What to do if you bought affected product
If you have any RAWR Raw Cat Food Chicken Eats with Lot CCS 25 077 or Lot CCS 25 093 in your freezer, do not feed it and dispose of the product securely so wildlife cannot scavenge it. Wash food bowls, prep surfaces, and hands with hot soapy water; H5N1 is inactivated by standard household disinfectants and by heat above 60°C. If your cat ate the recalled product and shows lethargy, respiratory difficulty, or neurologic signs (tremors, ataxia, seizures, vision loss), contact your veterinarian immediately and disclose the raw-food exposure history. State veterinary diagnostic labs run PCR testing for suspected feline H5N1 cases; samples to USDA National Veterinary Services Laboratories (NVSL) provide genotype confirmation.

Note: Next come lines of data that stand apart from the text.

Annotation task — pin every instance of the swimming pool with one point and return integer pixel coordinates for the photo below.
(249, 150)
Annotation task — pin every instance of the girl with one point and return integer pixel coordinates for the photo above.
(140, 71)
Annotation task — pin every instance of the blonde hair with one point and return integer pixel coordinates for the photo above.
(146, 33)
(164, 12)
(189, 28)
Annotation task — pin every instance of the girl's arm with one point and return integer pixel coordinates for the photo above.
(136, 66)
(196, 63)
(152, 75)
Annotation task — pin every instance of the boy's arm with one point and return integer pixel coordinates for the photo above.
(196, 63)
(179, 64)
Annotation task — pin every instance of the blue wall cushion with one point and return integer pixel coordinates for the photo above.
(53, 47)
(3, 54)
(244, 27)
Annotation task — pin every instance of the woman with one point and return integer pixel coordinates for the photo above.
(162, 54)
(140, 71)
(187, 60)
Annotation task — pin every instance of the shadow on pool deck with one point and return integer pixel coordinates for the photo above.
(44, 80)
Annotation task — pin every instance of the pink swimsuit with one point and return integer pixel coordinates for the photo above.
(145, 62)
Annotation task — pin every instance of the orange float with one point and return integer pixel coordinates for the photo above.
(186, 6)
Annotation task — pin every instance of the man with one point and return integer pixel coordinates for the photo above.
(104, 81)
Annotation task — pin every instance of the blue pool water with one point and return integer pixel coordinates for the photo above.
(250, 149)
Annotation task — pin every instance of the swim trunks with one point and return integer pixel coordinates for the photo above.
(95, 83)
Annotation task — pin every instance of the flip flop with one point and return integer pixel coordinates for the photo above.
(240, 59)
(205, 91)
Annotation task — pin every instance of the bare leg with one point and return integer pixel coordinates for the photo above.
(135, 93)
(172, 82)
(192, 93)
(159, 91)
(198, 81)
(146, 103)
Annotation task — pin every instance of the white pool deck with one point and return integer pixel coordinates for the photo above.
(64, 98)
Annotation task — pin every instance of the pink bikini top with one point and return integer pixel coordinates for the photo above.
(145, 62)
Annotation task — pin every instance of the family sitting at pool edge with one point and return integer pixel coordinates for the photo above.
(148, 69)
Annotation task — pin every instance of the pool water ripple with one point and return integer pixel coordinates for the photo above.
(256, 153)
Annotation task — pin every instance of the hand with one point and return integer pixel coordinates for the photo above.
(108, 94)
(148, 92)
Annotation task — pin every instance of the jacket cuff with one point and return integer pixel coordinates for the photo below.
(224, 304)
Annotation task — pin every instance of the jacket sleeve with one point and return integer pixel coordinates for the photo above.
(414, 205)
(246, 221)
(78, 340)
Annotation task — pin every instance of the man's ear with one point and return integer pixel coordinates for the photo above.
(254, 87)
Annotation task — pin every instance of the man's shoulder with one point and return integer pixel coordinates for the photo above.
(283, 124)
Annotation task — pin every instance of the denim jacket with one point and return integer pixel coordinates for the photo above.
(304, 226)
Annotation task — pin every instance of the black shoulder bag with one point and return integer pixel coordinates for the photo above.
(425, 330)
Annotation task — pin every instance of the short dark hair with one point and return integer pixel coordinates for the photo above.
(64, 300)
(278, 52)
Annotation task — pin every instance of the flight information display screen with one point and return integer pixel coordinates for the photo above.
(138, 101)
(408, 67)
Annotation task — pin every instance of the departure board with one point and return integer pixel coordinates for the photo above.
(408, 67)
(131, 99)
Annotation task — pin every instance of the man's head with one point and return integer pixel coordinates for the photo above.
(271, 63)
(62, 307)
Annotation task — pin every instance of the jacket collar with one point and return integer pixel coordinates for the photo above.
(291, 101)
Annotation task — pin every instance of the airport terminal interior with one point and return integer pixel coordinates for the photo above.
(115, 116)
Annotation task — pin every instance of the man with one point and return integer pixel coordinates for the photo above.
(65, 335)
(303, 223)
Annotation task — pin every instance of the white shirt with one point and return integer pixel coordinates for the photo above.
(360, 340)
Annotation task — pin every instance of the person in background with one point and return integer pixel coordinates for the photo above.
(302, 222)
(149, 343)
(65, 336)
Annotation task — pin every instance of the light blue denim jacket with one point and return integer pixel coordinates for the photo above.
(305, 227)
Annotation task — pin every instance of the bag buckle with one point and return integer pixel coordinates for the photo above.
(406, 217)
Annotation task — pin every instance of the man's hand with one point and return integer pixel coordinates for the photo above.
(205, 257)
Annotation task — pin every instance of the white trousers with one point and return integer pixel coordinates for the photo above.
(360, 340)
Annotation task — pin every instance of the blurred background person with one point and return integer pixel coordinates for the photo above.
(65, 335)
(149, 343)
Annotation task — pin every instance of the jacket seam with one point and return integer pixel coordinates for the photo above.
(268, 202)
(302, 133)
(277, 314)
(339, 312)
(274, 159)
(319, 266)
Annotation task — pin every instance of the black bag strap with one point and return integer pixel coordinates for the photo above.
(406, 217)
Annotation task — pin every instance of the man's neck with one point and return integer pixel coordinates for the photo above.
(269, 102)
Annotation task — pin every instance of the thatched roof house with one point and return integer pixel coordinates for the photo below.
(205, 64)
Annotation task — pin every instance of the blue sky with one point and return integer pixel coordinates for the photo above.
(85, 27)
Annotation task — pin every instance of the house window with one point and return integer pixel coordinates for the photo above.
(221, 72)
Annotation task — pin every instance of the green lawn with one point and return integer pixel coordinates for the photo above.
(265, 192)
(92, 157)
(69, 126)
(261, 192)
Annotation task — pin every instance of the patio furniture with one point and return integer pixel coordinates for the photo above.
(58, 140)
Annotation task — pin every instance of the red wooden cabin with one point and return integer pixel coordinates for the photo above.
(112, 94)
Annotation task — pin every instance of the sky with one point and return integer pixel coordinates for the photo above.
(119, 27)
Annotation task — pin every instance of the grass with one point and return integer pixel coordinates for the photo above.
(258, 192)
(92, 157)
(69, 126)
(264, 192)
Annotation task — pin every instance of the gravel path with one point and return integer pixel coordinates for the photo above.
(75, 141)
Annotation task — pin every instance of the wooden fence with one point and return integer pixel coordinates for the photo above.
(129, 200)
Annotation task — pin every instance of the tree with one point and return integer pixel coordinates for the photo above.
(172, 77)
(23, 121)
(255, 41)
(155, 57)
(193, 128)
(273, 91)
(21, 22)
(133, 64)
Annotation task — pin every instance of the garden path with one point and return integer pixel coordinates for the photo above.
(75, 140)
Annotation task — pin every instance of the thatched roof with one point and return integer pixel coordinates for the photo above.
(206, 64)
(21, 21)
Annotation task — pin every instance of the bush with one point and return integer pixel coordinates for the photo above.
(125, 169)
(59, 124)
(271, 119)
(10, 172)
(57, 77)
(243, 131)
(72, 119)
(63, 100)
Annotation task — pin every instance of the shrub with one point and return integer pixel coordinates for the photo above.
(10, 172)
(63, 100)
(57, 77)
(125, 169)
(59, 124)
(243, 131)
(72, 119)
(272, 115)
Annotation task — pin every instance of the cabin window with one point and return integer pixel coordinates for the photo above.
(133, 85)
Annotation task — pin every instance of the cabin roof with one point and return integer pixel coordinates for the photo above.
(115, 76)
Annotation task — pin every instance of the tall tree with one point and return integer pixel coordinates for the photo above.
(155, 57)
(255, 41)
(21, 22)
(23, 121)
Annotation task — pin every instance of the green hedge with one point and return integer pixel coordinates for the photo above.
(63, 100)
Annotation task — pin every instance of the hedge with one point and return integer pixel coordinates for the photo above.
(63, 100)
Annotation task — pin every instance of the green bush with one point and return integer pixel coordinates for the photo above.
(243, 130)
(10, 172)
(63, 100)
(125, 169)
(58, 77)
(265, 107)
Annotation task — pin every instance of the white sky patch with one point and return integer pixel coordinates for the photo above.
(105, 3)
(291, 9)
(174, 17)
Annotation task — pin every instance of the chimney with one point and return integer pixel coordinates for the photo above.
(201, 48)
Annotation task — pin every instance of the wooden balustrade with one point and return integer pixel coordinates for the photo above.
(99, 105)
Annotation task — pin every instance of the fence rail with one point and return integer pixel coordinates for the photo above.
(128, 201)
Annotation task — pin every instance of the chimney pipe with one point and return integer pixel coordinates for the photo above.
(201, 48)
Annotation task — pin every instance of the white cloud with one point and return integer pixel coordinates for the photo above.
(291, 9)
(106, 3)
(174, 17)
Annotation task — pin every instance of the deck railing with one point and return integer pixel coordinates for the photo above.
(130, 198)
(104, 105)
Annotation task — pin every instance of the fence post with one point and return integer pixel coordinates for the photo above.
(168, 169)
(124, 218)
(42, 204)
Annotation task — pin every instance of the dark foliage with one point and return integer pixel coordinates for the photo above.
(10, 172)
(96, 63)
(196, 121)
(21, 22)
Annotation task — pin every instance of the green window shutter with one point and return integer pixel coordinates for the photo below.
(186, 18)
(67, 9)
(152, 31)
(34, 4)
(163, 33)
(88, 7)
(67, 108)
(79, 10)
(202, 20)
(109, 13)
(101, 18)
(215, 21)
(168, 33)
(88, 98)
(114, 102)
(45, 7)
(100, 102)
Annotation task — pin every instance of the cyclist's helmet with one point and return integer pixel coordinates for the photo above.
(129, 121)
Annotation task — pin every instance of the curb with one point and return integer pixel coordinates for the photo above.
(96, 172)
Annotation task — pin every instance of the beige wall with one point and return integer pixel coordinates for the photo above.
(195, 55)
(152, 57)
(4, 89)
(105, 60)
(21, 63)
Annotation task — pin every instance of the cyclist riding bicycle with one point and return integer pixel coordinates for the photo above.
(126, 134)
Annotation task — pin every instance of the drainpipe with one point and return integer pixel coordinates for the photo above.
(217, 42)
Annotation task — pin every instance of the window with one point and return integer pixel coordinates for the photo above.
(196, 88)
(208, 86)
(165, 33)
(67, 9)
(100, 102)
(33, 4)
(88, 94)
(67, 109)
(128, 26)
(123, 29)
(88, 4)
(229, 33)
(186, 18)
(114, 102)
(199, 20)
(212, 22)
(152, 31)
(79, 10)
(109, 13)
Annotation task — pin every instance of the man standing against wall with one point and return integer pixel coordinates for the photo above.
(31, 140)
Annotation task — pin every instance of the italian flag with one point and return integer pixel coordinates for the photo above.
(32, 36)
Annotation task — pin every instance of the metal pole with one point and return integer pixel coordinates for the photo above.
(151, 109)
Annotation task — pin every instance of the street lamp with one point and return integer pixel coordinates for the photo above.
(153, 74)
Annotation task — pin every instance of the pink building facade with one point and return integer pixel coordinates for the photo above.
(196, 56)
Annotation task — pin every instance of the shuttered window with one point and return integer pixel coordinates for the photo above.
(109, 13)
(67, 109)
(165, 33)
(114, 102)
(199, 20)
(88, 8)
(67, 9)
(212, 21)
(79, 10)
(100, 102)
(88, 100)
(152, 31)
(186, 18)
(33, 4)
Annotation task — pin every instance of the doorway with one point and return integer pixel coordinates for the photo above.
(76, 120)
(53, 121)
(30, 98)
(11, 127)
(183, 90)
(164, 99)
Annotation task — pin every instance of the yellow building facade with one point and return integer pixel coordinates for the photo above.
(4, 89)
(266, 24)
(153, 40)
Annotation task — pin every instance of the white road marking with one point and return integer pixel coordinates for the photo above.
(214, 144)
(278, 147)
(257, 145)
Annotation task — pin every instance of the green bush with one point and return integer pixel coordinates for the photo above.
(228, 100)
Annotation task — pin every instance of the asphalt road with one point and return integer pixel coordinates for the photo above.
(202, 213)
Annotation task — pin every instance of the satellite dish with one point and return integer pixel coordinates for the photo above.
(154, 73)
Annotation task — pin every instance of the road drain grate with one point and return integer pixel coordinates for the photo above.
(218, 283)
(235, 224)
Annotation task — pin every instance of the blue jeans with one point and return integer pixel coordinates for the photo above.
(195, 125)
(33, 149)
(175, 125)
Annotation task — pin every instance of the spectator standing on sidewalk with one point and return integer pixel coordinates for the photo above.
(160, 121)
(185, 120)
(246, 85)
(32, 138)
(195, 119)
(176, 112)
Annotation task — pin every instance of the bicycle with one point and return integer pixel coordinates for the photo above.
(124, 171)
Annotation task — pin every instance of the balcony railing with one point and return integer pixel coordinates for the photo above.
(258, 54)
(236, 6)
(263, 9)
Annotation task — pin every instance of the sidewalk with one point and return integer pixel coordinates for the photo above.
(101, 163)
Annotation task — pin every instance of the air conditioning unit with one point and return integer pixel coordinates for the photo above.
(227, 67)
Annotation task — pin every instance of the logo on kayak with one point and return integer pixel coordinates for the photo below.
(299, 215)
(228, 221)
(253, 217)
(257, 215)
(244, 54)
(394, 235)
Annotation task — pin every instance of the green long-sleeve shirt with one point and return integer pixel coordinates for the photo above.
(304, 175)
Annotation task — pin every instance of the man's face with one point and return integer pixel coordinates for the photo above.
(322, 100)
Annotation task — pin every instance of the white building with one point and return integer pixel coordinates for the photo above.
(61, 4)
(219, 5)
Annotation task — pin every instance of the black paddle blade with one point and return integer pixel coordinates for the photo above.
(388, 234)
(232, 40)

How this affects KibbleIQ’s grade
RAWR is not in the KibbleIQ scored database — our methodology v15 covers commercial dry kibble, fresh cooked food, and selected raw-coated kibble per our published methodology. The 2025 H5N1 event reflects a category-level risk specific to raw poultry-based pet food during the ongoing 2022–2025 HPAI outbreak, not a single-brand quality-systems failure that any one manufacturer could fully prevent. The FDA has since required cat and dog food manufacturers to consider H5N1 in their food safety plans (an unprecedented regulatory action for an avian influenza in a pet food context), but until poultry sourcing protocols and pathogen-inactivation processing catch up to the outbreak epidemiology, raw poultry pet food carries elevated structural risk. Pet owners committed to raw feeding should look for brands with documented HPAI sourcing protocols and ask whether processing steps inactivate avian influenza specifically, not just bacterial pathogens.